Under our baseline assumptions, approximately 60 percent of all businesses opt to offer coverage in the exchange following the reform. A total of 68 million people enroll in the exchanges in the baseline reform, of whom 35 million receive exchange-based coverage through an employer. However, there is significant uncertainty regarding the degree of “inertia” bias that will be present in firm decisionmaking. Inertia bias could lead firms to maintain traditional ESI coverage even if standard utility theory would predict a move into the exchanges. Although inertia bias has been documented in other studies, most prior studies focus on individual rather than firm decisionmaking and are not specific to health care.
Implications for Policy
We analyzed two policies that will be relevant for states as they begin to implement health insurance exchanges. First, we considered the effects of opening health insurance exchanges to all businesses, in comparison with limiting exchange eligibility to businesses with 100 or fewer workers (the eligibility cutoff required by law). Although opening the exchange to large businesses has no effect on overall coverage, our model predicts that this policy will have a significant impact on the number of people enrolled in exchange-based coverage. When the exchanges are open to all, we predict that 139 million people will be enrolled in exchange-based coverage, compared to 68 million when the exchanges are restricted to businesses with 100 or fewer workers. These results, however, are highly sensitive to assumptions about inertia bias in firm decisionmaking.
Opening the exchange to a wider group of employers could have a secondary effect of increasing Medicaid enrollment. Differences in cost-sharing requirements between exchange plans and traditional employer plans may cause some workers who are eligible for both employer coverage and Medicaid to take Medicaid if their firms switch to low actuarial value plans in the exchange. This possibility would have the effect of reducing spending for employers, while increasing spending for states and the federal government.
Second, we analyzed the effect of segregating the nongroup and small group markets within the exchange for the purpose of risk pooling. When these markets are segregated, premiums for small group enrollees fall, while premiums for nongroup enrollees increase. This finding reflects that fact that individual exchange policyholders tend to be less healthy than policyholders enrolled through an employer. Since individual policyholders in the exchanges also tend to be eligible for government subsidies, splitting the exchange market raises the cost to the federal government while lowering the cost to small businesses and their enrollees.

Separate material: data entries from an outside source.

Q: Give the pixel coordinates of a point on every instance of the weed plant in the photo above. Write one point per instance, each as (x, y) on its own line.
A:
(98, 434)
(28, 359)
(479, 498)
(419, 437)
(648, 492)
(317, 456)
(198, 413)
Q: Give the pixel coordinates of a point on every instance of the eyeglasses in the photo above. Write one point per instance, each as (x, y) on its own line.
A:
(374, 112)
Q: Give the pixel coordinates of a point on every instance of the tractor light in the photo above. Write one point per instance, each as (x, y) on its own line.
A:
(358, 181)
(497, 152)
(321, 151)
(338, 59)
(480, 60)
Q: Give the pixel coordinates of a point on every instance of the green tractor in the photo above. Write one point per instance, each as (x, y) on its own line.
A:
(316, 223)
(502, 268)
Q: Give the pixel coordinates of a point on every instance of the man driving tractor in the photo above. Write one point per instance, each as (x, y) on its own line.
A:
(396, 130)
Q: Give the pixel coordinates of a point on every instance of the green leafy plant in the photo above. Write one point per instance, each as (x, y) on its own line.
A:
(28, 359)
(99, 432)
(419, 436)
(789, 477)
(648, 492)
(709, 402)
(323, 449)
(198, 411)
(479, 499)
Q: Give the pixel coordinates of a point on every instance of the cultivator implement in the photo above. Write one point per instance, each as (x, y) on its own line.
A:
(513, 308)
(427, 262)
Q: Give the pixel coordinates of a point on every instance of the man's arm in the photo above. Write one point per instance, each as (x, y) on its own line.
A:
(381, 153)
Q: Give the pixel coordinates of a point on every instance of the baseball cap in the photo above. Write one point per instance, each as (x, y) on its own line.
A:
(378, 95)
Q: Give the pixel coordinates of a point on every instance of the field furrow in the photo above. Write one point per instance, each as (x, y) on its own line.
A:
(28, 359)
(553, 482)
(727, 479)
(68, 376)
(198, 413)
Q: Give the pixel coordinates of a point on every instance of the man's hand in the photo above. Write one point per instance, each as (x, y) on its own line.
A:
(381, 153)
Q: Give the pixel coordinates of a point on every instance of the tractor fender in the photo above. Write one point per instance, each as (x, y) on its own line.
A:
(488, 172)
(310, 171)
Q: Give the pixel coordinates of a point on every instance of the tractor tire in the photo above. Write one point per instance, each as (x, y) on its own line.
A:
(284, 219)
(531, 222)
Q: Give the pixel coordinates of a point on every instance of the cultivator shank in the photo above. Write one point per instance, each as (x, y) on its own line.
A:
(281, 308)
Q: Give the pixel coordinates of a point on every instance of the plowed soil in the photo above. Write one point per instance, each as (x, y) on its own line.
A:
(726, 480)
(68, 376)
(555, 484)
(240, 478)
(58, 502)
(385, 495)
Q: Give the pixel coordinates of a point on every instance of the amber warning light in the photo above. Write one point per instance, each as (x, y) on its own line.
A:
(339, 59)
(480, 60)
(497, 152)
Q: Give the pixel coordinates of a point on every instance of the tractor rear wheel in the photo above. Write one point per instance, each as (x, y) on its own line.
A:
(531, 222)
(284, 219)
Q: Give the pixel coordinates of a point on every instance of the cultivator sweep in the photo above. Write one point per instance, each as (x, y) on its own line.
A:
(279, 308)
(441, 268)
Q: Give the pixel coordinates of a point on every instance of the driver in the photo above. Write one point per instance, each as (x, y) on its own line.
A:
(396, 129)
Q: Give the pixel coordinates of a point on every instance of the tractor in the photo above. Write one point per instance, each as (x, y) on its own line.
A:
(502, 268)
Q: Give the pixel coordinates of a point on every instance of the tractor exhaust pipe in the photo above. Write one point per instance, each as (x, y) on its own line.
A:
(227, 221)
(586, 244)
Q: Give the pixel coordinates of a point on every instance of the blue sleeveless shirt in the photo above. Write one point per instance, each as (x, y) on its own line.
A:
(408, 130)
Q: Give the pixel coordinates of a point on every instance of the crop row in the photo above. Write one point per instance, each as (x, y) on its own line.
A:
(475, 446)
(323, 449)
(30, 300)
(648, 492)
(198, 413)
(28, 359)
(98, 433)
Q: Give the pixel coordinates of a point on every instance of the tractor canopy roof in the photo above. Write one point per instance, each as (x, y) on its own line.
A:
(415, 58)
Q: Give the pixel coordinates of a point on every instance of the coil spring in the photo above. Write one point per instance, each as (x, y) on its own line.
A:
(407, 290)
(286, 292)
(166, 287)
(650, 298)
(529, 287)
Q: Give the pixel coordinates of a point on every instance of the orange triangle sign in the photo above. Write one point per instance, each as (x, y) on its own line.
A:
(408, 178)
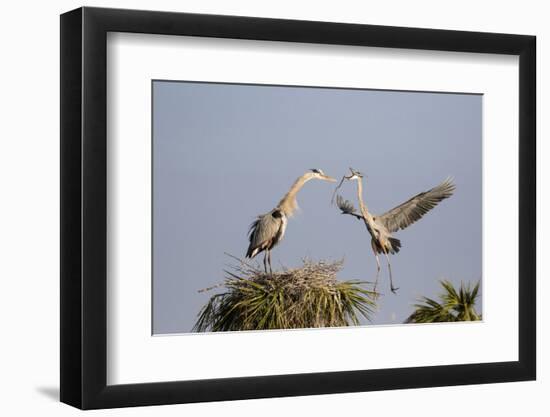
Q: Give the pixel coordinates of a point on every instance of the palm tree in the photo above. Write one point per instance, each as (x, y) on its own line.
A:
(305, 297)
(453, 305)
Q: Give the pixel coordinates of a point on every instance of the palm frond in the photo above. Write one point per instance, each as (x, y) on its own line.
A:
(305, 297)
(453, 305)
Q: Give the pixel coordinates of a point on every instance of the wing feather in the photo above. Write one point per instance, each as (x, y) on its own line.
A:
(413, 209)
(262, 232)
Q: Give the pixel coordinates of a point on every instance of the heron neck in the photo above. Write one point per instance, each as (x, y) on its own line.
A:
(362, 205)
(288, 203)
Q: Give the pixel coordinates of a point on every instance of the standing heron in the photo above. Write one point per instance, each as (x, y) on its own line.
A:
(400, 217)
(269, 228)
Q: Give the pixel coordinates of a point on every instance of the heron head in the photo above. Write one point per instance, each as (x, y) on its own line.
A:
(355, 175)
(320, 175)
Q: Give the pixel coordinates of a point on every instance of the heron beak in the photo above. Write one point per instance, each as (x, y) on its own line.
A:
(327, 178)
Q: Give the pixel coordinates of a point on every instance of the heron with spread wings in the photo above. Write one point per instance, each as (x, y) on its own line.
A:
(269, 228)
(381, 227)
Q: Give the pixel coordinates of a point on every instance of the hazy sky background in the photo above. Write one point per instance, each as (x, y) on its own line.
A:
(224, 153)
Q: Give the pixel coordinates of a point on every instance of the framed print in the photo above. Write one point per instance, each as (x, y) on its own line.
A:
(257, 207)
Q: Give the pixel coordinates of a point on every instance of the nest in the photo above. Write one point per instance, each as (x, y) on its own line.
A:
(306, 297)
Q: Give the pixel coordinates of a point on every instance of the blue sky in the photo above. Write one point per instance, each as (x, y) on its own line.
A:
(224, 153)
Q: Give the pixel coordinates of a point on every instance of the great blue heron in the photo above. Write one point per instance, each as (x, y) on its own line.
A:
(381, 227)
(269, 228)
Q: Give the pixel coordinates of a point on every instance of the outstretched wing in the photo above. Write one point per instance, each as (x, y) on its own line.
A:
(346, 206)
(412, 210)
(263, 231)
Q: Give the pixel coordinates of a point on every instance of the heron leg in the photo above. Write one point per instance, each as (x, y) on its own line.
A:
(377, 265)
(393, 289)
(269, 261)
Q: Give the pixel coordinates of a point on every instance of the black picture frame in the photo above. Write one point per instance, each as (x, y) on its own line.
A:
(84, 207)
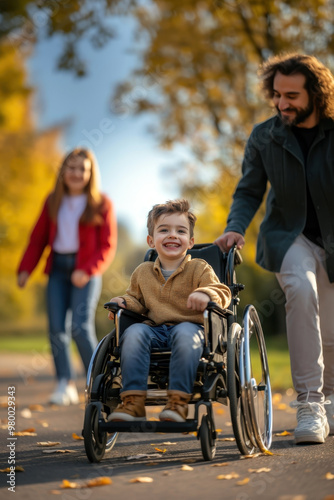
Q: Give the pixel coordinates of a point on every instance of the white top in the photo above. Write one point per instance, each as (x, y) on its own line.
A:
(70, 211)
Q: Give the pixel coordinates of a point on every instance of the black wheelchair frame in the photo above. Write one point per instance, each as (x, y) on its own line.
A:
(233, 370)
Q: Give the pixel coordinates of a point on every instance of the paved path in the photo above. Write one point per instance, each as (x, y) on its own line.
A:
(292, 473)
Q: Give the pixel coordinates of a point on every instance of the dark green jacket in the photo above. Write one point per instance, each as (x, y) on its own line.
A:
(273, 154)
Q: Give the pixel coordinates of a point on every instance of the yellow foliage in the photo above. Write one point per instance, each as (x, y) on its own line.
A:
(27, 175)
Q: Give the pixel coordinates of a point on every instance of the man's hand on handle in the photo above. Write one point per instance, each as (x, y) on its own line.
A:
(227, 240)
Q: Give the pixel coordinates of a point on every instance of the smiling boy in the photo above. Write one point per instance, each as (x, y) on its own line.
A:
(172, 292)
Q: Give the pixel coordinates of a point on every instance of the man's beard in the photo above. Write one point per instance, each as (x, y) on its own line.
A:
(300, 115)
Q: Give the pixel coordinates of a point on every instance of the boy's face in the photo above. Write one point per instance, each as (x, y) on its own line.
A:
(171, 237)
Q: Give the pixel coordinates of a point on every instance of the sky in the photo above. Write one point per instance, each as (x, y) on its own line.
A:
(131, 163)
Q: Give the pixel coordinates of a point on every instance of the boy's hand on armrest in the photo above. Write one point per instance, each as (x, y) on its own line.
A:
(198, 301)
(118, 300)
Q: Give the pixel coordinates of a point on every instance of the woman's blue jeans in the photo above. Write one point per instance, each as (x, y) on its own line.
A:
(185, 341)
(63, 297)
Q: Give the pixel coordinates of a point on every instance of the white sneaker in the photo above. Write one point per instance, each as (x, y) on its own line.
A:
(329, 407)
(65, 394)
(312, 425)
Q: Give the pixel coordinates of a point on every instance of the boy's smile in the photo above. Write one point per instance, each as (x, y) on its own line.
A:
(171, 239)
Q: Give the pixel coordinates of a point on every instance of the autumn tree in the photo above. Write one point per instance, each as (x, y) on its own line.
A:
(198, 80)
(29, 162)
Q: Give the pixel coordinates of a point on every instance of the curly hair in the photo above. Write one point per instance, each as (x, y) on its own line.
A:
(319, 79)
(170, 207)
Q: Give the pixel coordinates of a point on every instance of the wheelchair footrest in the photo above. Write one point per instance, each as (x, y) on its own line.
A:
(190, 425)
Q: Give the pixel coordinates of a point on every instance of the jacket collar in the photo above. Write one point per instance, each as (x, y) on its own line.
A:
(283, 135)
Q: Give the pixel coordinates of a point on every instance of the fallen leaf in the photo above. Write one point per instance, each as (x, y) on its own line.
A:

In addition to inertia bias in decisionmaking, another potential source of uncertainty is the administrative cost associated with exchange-based health insurance plans. Estimates from existing literature suggest that these costs could range from 8 to 18 percent of premiums and may vary significantly by state. In sensitivity analyses, we considered the implications of changing assumptions about administrative costs in the exchanges. Although fewer people enroll in exchange-based coverage when administrative costs are high, this effect is secondary to the effect of opening the exchanges to larger employers and the effect of inertia bias. Research to quantify the extent of employer bias toward the status quo could be useful in developing more precise estimates of exchange enrollment.